Please Tell the Establishment That U.S. Hegemony is Over, by Daniel Larison

To paraphrase a line from one of the Star Wars films: the harder the US grasps for empire, the more it slips away. From Daniel Larison at theamericanconservative.com:

Our dominance in the world is in the rear view, yet Trump and other pols refuse to get the message.

Donald Trump gives a national security speech aboard the World War II Battleship USS Iowa, September 15, 2015, in San Pedro, California. (ROBYN BECK/AFP via Getty Images)

More than 10 years ago, the columnist Charles Krauthammer asserted that American “decline is a choice,” and argued tendentiously that Barack Obama had chosen it. Yet looking back over the last decade, it has become increasingly obvious that this decline has occurred irrespective of what political leaders in Washington want.
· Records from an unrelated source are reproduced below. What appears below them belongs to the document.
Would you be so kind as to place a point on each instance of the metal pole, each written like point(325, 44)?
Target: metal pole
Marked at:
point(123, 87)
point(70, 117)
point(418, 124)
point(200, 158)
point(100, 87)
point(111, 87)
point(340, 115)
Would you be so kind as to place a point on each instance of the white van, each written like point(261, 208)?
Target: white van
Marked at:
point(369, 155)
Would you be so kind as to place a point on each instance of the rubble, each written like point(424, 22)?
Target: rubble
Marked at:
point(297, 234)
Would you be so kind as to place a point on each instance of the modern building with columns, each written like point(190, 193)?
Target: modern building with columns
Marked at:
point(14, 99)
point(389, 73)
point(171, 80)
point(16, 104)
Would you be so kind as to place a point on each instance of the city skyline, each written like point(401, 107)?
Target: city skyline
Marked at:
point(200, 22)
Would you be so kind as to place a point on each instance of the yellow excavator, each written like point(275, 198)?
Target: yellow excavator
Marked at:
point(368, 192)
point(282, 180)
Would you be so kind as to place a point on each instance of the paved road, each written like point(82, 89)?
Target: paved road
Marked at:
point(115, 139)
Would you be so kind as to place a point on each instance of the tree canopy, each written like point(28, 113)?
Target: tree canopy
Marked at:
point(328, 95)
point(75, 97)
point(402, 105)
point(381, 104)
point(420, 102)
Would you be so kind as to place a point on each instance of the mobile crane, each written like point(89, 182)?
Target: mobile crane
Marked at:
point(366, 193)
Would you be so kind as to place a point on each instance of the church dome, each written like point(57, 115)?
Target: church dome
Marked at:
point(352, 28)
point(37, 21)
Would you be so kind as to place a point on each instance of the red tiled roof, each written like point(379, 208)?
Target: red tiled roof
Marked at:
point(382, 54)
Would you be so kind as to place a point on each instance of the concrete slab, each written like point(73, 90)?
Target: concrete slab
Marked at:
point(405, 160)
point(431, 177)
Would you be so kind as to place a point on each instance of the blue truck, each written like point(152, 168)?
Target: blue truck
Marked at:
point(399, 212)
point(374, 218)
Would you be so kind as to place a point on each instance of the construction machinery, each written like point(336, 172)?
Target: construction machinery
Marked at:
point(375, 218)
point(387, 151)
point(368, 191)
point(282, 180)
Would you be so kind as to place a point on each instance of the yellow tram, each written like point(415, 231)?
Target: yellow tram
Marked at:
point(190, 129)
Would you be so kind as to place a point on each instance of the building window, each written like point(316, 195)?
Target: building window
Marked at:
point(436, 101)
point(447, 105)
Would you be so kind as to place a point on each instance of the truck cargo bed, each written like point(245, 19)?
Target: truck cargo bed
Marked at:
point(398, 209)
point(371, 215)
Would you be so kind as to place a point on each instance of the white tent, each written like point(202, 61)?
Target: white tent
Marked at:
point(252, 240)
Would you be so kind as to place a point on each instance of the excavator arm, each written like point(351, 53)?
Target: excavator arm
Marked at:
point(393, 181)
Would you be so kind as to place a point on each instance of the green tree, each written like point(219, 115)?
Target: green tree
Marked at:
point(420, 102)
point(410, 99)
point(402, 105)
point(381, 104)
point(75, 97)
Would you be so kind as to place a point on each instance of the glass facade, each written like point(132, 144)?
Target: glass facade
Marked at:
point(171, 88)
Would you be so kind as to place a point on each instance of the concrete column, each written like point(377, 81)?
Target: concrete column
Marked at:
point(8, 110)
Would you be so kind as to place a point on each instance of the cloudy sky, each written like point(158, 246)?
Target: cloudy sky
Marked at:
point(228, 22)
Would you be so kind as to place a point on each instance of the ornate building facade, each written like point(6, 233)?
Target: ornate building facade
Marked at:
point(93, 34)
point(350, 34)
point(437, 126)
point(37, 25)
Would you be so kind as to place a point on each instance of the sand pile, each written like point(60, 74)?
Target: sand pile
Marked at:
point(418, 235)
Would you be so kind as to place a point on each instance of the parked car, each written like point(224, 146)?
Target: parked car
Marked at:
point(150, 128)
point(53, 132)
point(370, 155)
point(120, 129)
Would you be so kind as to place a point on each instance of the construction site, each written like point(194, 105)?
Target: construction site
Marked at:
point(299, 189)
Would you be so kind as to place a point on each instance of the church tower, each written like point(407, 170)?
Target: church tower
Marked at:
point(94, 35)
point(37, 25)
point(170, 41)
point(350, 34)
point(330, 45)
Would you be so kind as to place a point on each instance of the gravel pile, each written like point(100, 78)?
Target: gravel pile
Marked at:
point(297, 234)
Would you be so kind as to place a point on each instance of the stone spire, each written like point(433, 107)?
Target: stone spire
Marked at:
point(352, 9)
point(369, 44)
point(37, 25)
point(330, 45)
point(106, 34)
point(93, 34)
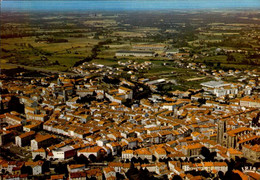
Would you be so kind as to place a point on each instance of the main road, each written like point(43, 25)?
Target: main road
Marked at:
point(40, 69)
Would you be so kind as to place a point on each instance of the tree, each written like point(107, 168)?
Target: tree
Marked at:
point(46, 166)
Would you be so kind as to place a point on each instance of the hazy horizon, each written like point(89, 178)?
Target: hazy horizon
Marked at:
point(127, 5)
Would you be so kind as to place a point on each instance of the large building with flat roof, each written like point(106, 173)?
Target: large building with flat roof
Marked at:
point(136, 53)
The truth is that decline was never a choice, but the U.S. can decide how it can respond to it. We can continue chasing after the vanished, empty glory of the “unipolar moment” with bromides of American exceptionalism. We can continue to delude ourselves into thinking that military might can make up for all our other weaknesses. Or we can choose to adapt to a changed world by prudently husbanding our resources and putting them to uses more productive than policing the world.

There was a brief period during the 1990s and early 2000s when the U.S. could claim to be the world’s hegemonic power. America had no near-peer rivals; it was at the height of its influence across most of the globe. That status, however, was always a transitory one, and was lost quickly thanks to self-inflicted wounds in Iraq and the natural growth of other powers that began to compete for influence. While America remains the most powerful state in the world, it no longer dominates as it did 20 years ago. And there can be no recapturing what was lost.
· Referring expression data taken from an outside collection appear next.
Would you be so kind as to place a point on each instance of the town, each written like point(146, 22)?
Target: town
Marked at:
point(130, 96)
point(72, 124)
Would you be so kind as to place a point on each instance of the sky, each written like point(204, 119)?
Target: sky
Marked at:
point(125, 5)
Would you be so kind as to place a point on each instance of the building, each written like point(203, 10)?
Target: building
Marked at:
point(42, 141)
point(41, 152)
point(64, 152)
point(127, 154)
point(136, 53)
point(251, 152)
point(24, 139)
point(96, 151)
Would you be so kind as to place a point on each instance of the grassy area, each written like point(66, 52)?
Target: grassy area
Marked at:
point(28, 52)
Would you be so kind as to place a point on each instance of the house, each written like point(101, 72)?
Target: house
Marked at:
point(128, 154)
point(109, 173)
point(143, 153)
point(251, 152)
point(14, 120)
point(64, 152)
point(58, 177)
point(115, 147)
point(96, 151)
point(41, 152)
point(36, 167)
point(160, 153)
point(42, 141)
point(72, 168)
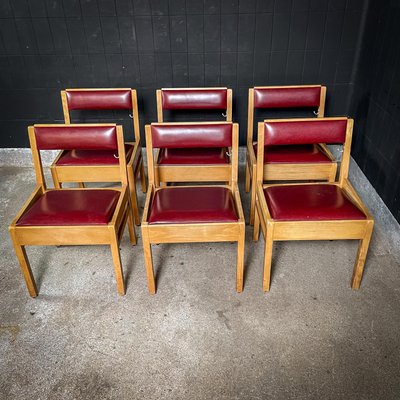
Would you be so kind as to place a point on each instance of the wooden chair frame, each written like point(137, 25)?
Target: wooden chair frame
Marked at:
point(312, 230)
point(175, 173)
point(160, 111)
point(104, 173)
point(193, 232)
point(285, 171)
point(108, 234)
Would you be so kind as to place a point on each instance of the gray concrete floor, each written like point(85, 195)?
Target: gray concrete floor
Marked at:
point(311, 337)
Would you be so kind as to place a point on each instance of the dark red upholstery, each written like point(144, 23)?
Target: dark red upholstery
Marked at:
point(288, 97)
point(99, 99)
point(310, 203)
point(190, 99)
point(71, 207)
point(90, 157)
point(191, 135)
point(302, 153)
point(69, 137)
point(202, 156)
point(181, 205)
point(305, 132)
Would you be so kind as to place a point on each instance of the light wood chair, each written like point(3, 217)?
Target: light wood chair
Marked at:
point(310, 211)
point(191, 99)
point(101, 166)
point(80, 216)
point(185, 214)
point(288, 162)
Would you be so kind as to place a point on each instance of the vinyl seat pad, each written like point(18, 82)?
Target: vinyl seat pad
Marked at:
point(310, 203)
point(92, 157)
point(193, 156)
point(71, 207)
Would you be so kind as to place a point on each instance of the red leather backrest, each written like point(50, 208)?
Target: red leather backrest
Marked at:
point(194, 99)
point(70, 137)
point(289, 97)
point(305, 131)
point(191, 135)
point(99, 99)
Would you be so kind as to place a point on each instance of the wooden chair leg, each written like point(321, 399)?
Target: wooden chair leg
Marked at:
point(148, 259)
point(268, 257)
point(57, 183)
point(26, 269)
point(131, 225)
point(119, 275)
point(248, 181)
point(143, 177)
point(332, 176)
point(253, 196)
point(256, 229)
point(132, 191)
point(361, 257)
point(240, 261)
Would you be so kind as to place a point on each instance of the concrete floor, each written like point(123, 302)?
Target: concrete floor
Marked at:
point(311, 337)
Alexander Cooley and Dan Nexon explore these matters in their new book, Exit From Hegemony: The Unraveling of the American Global Order. They make a strong case for distinguishing between the old hegemonic order and the larger international order of which it is a part. As they put it, “global international order is not synonymous with American hegemony.” They also make careful distinctions between the different components of what is often simply called the “liberal international order”: political liberalism, economic liberalism, and liberal intergovernmentalism. The first involves the protection of rights, the second open economic exchange, and the third the form of international order that recognizes legally equal sovereign states. Cooley and Nexon note that both critics and defenders of the “liberal international order” tend to assume that all three come as a “package deal,” but point out that these parts do not necessarily reinforce each other and do not have to coexist.